Landesweit sorgte Tsipras erstmals für Aufsehen, als er 2006 bei der Bürgermeisterwahl in Griechenlands Hauptstadt auf den dritten Platz kam. Angeleitet hatte ihn der damalige Synaspismos-Chef Alekos Alavanos. Dessen Posten übernahm Tsipras 2008. Seine politische Versiertheit bewies er endgültig, als er auf Abstand zu Alavanos und seinen Gefolgsleuten in der Frage der Euromitgliedschaft Griechenlands ging und innerparteilich die Mehrheit dafür erstritt, dass Hellas in EU und Euro bleibt. Sein Pragmatismus bei wichtigen Entscheidungen und seine gleichzeitig erfrischende Art brachten ihm immer mehr Sympathien ein. Unter der Leitung von Tsipras wurde aus dem Wahlbündnis SYRIZA eine Partei, die bei der Europawahl im Mai 2014 erstmals zur stärksten Kraft in Griechenland bestimmt werden sollte.

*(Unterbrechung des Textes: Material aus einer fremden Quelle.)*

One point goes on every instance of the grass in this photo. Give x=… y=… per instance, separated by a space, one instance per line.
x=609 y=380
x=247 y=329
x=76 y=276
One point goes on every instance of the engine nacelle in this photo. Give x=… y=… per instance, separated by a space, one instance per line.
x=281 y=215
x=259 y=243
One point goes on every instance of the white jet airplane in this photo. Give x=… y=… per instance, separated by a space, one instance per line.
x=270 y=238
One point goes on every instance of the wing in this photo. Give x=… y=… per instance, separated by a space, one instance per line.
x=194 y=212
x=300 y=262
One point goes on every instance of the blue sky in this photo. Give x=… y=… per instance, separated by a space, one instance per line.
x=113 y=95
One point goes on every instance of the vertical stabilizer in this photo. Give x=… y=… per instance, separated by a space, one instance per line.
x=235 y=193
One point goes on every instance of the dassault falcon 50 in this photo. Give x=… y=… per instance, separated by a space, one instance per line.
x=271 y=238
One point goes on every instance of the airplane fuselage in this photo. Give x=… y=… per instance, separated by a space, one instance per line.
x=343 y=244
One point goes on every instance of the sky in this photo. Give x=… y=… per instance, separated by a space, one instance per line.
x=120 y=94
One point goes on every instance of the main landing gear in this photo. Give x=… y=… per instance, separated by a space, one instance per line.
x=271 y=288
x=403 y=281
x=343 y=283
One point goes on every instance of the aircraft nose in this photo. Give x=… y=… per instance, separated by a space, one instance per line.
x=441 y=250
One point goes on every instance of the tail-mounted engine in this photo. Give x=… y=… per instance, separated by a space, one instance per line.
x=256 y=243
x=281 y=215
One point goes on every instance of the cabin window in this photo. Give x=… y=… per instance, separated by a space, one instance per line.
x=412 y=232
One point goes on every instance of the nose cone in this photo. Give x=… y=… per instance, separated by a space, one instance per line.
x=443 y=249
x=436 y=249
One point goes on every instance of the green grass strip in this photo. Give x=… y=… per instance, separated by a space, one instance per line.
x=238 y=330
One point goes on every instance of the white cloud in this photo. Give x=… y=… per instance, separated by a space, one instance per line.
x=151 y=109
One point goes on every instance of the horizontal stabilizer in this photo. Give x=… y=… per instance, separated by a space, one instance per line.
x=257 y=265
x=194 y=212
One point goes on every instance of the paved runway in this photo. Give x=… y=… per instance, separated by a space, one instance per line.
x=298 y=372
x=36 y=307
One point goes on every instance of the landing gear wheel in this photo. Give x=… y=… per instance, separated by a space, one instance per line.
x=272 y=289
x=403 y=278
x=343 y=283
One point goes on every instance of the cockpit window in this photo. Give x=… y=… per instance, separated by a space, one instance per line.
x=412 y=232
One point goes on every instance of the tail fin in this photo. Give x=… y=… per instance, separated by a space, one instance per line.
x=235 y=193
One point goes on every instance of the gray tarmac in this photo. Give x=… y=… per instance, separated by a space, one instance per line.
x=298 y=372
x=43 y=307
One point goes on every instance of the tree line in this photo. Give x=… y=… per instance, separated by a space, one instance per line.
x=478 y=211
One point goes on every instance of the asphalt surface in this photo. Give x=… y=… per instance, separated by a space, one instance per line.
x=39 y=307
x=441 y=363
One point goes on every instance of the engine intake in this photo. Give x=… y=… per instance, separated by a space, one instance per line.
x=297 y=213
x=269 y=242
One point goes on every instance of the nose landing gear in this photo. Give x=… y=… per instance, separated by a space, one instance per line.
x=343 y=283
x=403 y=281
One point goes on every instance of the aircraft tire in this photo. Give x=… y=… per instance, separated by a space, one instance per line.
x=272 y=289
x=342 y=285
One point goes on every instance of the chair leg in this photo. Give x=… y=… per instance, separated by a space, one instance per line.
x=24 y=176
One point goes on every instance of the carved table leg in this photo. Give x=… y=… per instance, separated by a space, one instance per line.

Dass Tsipras nicht der Revoluzzer und Blender ist, als den ihn viele konservative Politiker und Medien immer wieder darstellen, zeigt aber auch seine menschliche Standhaftigkeit. Der studierte Bauingenieur lebt mit seiner Jugendliebe und seinen zwei Söhnen in Athen, fährt gern Mofa und verzichtet auf Krawatten. Wie die Wahl am 25. Januar auch ausgeht, Tsipras hat Griechenlands politische Landschaft schon stärker verändert als viele vor ihm. Das könnte ihn schließlich doch zum Revolutionär machen.